PIK3CA mutant cervical cancer is selectively suppressed by PI3Kα inhibition (Alpelisib/BYL-719 and Inavolisib/GDC-0077) and cooperates with HPV directed T cell therapy.

Cervical cancer is largely driven by human papillomavirus (HPV) infection, yet clinically actionable molecular subtypes and effective targeted therapies remain limited. Here, we define biologically and clinically relevant subtypes and evaluate targeted therapeutic strategies.

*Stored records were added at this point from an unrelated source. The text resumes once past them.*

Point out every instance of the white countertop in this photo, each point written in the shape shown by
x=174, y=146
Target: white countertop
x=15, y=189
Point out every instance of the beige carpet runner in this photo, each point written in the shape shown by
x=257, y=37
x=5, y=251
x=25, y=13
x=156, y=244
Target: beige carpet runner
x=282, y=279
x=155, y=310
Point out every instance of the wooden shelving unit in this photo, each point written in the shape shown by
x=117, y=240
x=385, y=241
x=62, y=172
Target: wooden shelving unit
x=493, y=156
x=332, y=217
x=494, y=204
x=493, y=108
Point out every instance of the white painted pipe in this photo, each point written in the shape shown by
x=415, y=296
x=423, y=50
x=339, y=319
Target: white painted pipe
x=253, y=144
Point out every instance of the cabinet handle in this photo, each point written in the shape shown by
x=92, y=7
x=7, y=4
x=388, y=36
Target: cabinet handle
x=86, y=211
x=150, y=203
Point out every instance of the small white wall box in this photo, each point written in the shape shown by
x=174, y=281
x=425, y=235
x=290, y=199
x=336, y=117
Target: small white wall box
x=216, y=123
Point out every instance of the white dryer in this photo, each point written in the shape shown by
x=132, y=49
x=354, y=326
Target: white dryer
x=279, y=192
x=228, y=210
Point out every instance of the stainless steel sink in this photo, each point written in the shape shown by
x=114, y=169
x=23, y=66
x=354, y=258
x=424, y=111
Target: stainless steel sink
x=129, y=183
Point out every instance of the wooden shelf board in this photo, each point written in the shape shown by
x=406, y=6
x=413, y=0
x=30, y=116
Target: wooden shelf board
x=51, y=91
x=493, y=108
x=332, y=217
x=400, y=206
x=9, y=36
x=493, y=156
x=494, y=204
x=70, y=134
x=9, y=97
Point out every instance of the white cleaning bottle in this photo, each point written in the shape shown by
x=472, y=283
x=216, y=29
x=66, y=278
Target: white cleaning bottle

Analysis of public datasets, coupled with functional studies in cervical cancer cell lines and immune assays, identified three subtypes: (I) PIK3CA wild-type without YAP1 amplification, (II) PIK3CA-mutant without YAP1 amplification, and (III) PIK3CA wild-type with YAP1 amplification. Notably, YAP1 amplification is associated with poorer patient survival. The PI3Kα-specific inhibitors, Alpelisib (BYL-719) and Inavolisib (GDC-0077), selectively inhibited proliferation in multiple PIK3CA-mutant cervical cancer cell lines but had minimal effect in PIK3CA wild-type cells. Alpelisib further reduced expression of HPV16 E7, PD-L1 (CD274), YAP1, and EGFR specifically in PI3Kα-mutant models. In an HPV16-positive, HLA-A2-positive, PIK3CA-mutant cell line (CaSki), antigen-specific donor T cells (NexImmune) induced cytotoxicity in a dose-dependent manner. Importantly, combining BYL-719 with T-cell therapy enhanced tumor cell killing, with maximal effects observed following drug pretreatment prior to T-cell exposure. These findings identify actionable molecular subtypes of cervical cancer and support targeting PI3Kα in PIK3CA-mutant tumors. Moreover, combining PI3K inhibition with antigen-specific immunotherapy represents a promising strategy to improve outcomes in advanced HPV16-associated cervical cancer.